Upaya pelestarian tidak berhenti di kelas. Sanggar Seni Pusaka Indonesia juga tengah mengembangkan merchandise seperti kaos dan totebag beraksara Jawa guna menarik perhatian publik, terutama generasi muda. Di samping itu, mereka aktif menjalin kolaborasi dengan komunitas-komunitas serupa, misalnya Komunitas Segajabung. Komunitas Segajabung sudah mengembangkan aplikasi digital aksara Jawa. Meskipun baru tersedia untuk Android dan masih menghadapi kendala teknis, ini sudah menjadi langkah penting dalam menjembatani budaya dan teknologi.

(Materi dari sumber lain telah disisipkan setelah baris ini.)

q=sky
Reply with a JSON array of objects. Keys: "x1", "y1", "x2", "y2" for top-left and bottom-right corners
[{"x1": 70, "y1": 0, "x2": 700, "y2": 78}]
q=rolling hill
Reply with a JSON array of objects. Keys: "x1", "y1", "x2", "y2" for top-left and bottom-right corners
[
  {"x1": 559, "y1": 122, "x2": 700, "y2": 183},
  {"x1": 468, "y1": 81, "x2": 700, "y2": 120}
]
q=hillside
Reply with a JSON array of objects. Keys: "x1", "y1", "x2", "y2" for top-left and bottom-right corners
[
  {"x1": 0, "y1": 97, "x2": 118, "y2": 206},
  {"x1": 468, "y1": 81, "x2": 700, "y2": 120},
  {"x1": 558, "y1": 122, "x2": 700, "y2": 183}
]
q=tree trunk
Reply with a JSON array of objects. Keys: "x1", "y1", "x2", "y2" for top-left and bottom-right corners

Tak hanya aksara, pelestarian juga menyentuh ranah bahasa Jawa melalui pengenalan macapat, seni tembang Jawa tanpa iringan musik. Ini bagian dari kurikulum yang menghidupkan kembali filosofi dan sastra Jawa di tengah derasnya arus globalisasi.

Dalam Obrolan Komunitas yang disiarkan 9 Mei 2025 lalu ini, Tya menegaskan kembali bahwa pelestarian budaya bukan sekadar mengenang masa lalu, tetapi juga menciptakan ruang bagi generasi masa depan untuk mengenal, memahami, dan mencintai akar budayanya sendiri.

Harapan besar disampaikan di akhir sesi, Tya berharap semoga makin banyak orang yang setidaknya penasaran, kemudian tertarik, dan akhirnya turut merawat warisan budaya luhur ini. “Karena menjaga aksara Jawa, pada dasarnya adalah menjaga jati diri bangsa,” kata Tya.